Круг памятников не замыкается одиннадцатью одинаковыми перещепинскими псевдопряжками, а должен быть значительно расширен. Прежде всего должна быть указана псевдопряжка в Венгерском Национальномъ музее в Будапеште, 1 [37]
(135/136)
поступившая туда из собрания Jankovich. Благодаря вниманию и любезности Dr. F. Fettich’a, предоставившего в моё распряжение фотографические снимки, она может быть воспроизедена здесь в натуральную величину (т. IX, 12 [в веб-версии масштаб не соблюдён]). Она приблизительно, одинаковых размеров с перещепинскими. Форма основания у них тожественная. Даже число бус вокруг щитка в обоих случаях по тринадцати. Более простая форма щитка без заплечиков не играет в данном случае существенной роли. Тем важнее обратить внимание на разницу в орнаментации щитка. Перещепинский щиток гладкий, с металлической поверхностью. У венгерского металл выступает лишь в виде перегородок, а всё поле щитка было заполнено цветной инкрустацией из плоских выпиленных пластинок. Таким образом, у венгерской псевдопряжки сказывается соприкосновение с иным художественным кругом — с полихромной инкрустацией, чуждой перещепинским псевдопряжкам. Тем существеннее, поэтому, что при иной обстановке исторического бытия данного комплекса форм мы констатируемъ в обоих случаях — и в Перещепине, и в Венгрии — одинаковое проявление жизненной силы художественного ядра, последовательно раскрывающегося в становлении формы. Главнейшее отличие венгерской псевдопряжки от перещепинских лишь в том, что у неё поверхность ложного кольца и полушариков на месте зева, а также и игла сплошь орнаментованы.

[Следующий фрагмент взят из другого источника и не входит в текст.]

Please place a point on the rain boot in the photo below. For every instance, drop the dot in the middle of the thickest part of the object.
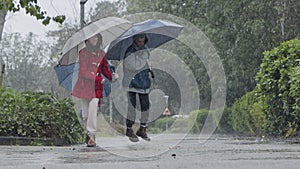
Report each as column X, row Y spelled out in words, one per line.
column 130, row 134
column 92, row 141
column 142, row 133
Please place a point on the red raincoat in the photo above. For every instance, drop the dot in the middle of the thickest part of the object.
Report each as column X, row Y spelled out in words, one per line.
column 89, row 85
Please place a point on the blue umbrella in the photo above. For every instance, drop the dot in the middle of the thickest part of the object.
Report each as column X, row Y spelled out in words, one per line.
column 158, row 32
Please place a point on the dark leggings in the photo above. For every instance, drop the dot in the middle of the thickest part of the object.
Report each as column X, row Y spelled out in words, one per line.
column 145, row 104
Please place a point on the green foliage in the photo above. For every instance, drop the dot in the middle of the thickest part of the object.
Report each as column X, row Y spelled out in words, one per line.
column 240, row 31
column 278, row 79
column 38, row 115
column 247, row 115
column 31, row 8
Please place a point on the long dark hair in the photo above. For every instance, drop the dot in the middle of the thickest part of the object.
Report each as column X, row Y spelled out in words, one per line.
column 95, row 48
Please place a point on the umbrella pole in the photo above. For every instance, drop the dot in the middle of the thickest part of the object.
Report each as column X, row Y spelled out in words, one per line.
column 82, row 2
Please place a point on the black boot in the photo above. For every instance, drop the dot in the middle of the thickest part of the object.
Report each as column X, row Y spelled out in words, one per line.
column 142, row 133
column 132, row 137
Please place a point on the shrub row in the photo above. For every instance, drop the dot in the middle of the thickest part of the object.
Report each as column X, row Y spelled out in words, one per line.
column 40, row 116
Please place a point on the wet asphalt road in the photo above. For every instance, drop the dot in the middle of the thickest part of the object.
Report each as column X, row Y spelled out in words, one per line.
column 168, row 151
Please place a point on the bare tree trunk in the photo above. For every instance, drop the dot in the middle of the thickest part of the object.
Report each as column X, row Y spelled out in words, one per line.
column 2, row 21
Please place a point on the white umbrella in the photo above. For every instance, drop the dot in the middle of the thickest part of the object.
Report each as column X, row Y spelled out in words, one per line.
column 110, row 28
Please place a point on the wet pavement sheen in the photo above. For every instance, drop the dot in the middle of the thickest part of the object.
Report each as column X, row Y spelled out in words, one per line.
column 168, row 151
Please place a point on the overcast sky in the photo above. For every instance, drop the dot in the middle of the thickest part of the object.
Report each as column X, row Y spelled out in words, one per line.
column 24, row 23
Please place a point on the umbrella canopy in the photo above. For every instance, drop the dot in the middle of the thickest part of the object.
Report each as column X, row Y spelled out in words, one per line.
column 110, row 28
column 158, row 32
column 67, row 69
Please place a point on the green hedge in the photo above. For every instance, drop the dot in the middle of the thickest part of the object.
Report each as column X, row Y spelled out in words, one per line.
column 39, row 115
column 279, row 82
column 247, row 116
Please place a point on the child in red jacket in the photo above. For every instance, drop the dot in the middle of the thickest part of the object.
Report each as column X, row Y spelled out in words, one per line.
column 89, row 88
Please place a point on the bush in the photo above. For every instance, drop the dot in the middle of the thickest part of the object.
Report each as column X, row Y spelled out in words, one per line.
column 39, row 115
column 279, row 82
column 247, row 115
column 197, row 119
column 224, row 126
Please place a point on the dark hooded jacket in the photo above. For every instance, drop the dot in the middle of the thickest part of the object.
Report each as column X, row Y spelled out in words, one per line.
column 137, row 77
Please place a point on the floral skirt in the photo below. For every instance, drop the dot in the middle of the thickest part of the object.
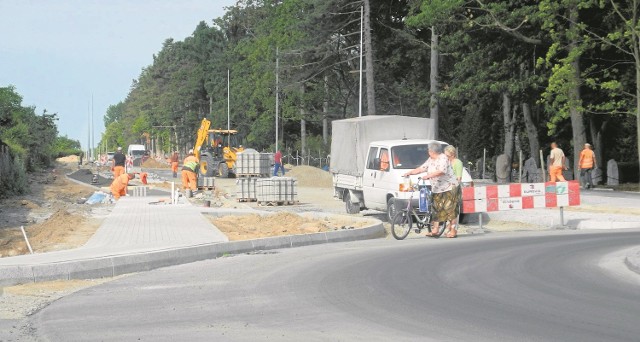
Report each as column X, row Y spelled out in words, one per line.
column 445, row 205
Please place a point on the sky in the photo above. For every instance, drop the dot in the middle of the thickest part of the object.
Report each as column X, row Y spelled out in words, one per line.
column 60, row 53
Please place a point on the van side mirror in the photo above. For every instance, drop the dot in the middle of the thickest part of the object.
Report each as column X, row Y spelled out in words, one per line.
column 376, row 164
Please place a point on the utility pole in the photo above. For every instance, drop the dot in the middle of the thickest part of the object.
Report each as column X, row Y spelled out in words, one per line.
column 92, row 130
column 228, row 107
column 371, row 90
column 277, row 94
column 88, row 131
column 361, row 46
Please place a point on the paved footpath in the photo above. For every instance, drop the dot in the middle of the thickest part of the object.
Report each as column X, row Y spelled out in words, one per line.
column 134, row 226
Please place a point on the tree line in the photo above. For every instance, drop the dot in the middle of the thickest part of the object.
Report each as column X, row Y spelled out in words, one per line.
column 28, row 142
column 502, row 75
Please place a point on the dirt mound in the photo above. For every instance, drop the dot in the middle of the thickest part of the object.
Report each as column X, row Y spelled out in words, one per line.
column 62, row 230
column 154, row 164
column 86, row 176
column 68, row 159
column 283, row 223
column 311, row 176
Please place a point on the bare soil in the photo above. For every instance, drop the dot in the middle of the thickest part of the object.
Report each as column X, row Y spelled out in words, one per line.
column 155, row 164
column 50, row 214
column 20, row 301
column 309, row 176
column 247, row 227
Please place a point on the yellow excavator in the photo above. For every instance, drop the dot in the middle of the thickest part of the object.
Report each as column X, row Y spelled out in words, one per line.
column 217, row 150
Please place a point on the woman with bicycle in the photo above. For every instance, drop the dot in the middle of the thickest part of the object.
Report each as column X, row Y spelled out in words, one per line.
column 444, row 206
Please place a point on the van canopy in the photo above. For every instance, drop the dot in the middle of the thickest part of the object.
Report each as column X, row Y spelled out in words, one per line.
column 350, row 138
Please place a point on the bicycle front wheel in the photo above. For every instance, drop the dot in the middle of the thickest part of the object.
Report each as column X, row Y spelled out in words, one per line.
column 401, row 225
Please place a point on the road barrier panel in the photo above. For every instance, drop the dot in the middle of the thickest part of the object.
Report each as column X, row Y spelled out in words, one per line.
column 518, row 196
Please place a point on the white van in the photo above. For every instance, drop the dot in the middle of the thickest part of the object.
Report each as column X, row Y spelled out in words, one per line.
column 380, row 184
column 361, row 176
column 137, row 154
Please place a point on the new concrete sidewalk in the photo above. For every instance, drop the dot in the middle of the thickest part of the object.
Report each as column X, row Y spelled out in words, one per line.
column 139, row 235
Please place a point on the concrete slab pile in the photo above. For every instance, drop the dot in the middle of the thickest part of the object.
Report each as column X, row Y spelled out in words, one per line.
column 251, row 163
column 276, row 191
column 246, row 189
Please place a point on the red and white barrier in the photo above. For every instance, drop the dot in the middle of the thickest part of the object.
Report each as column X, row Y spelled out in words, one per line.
column 520, row 196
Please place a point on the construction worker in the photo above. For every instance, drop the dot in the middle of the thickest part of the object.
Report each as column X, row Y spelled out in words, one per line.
column 189, row 167
column 175, row 159
column 277, row 158
column 119, row 185
column 118, row 163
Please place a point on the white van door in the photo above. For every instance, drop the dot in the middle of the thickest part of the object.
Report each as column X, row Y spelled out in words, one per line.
column 373, row 179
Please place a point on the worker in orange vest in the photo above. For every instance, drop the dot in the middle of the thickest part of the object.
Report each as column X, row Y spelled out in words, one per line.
column 175, row 159
column 119, row 185
column 189, row 169
column 118, row 163
column 587, row 163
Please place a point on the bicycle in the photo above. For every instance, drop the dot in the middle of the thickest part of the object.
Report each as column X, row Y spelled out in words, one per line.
column 403, row 220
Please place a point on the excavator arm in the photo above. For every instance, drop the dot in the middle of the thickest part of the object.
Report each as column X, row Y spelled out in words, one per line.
column 203, row 134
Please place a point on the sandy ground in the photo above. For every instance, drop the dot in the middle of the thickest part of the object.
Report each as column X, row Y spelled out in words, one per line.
column 50, row 214
column 20, row 301
column 254, row 226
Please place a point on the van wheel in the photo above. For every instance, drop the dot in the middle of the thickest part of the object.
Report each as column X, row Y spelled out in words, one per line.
column 223, row 170
column 391, row 209
column 352, row 208
column 207, row 166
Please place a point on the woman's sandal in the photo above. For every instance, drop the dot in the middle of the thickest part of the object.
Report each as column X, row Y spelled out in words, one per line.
column 432, row 234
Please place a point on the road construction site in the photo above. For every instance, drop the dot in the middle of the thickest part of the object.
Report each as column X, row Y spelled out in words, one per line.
column 55, row 219
column 73, row 242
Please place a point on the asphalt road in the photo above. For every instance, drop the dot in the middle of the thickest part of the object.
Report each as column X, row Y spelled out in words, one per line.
column 499, row 287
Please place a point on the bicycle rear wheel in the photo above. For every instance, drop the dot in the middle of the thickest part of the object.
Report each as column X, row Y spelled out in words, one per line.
column 401, row 225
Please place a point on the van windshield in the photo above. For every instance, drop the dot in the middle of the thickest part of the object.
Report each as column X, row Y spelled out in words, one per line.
column 137, row 153
column 409, row 156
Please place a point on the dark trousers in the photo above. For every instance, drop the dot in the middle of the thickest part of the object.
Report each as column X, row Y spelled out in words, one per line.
column 276, row 167
column 585, row 177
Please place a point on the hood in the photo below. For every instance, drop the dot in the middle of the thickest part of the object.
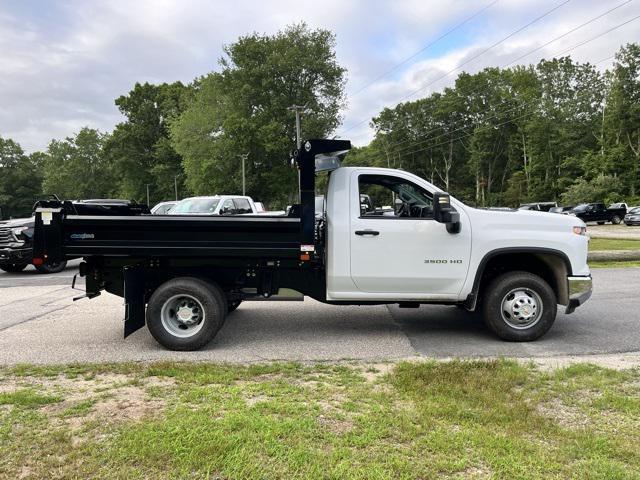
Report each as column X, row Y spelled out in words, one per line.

Другая псевдопряжка Венгерского Национального Музея, остававшаяся мне дотоле неизвестной, была указана мне также Dr. F. Fettich’oм во время наших научных собеседований в стенах Эрмитажа летом 1926 г. (т. IX, 13). Она составляет часть небольшого, но весьма важного по своему составу комплекса из Tépe в Венгрии. Подобно Перещепинскому кладу, включающему несколько выдающихся представителей византийского искусства, Tépe дал фрагмент прекрасного византийского блюда, рассмотрению которого я уделю место в специальной работе, посвящённой ранне-византийской торевтике. Быть может, частичное совпадение состава Перещепинского клада и Tépe должно служить для нас путеводной звездой при об’яснении исключительной близости псевдопряжки из Tépe и перещепинских. Первая является только более роскошным, более богато орнаментованным экземпляром. Фрагменты ещё двух псевдопряжек из собрания Jankovich в Венгерском Национальном Музее, издаваемые здесь в натуральную величину по фотографии любезно предоставленной мне также Dr. F. Fettich’oм (т. IX, 14, 15), интересны тем, что один из них (т. IX, 15), передаёт в упрощении орнаментацию псевдопряжки из Tépe, а другой (т. IX, 14), лишённый орнаментации, не даёт даже частного расхождения с перещепинскими. 1 [38]
Иным вариантом являются четыре серебряных экземпляра из венгерского могильника Fenék 2 [39] и один бронзовый из венгерской же находки Kis-Kun-Halas. 3 [40] У всех этих памятников не сохранилось основанiя, а до нас дошли одни лишь передние подвесные части. Форма их вполне соответствует перещепинским псевдопряжкам с тем лишь отклонением, что, вместо напаянных полушариков на месте зева, у этих экземпляров оказываются ровные площадки. В Fenék они орнаментованы спиралями, а в Kis-Kun-Halas кружочками. 4 [41]
(136/вклейка)
IX.
1-9: Части поясного набора. Могильник Чми. Собр. Д.Я. Самоквасова. Государственный Исторический Музей в Москве (1. — 2436; 2. — 2437; 3. — 2618; 4. — 2463; 5. — 2467; 6. — 2464; 7. — 2462; 8 — 2617; 9. — 2465). 10-11. Золотые псевдопряжка и псевдопряжка-застёжка от поясного набора. Перещепинский клад. Государственный Эрмитаж. 12-15. Золотые псевдопряжки в Венгерском Национальном Музее. Будапешт.
(вклейка/137)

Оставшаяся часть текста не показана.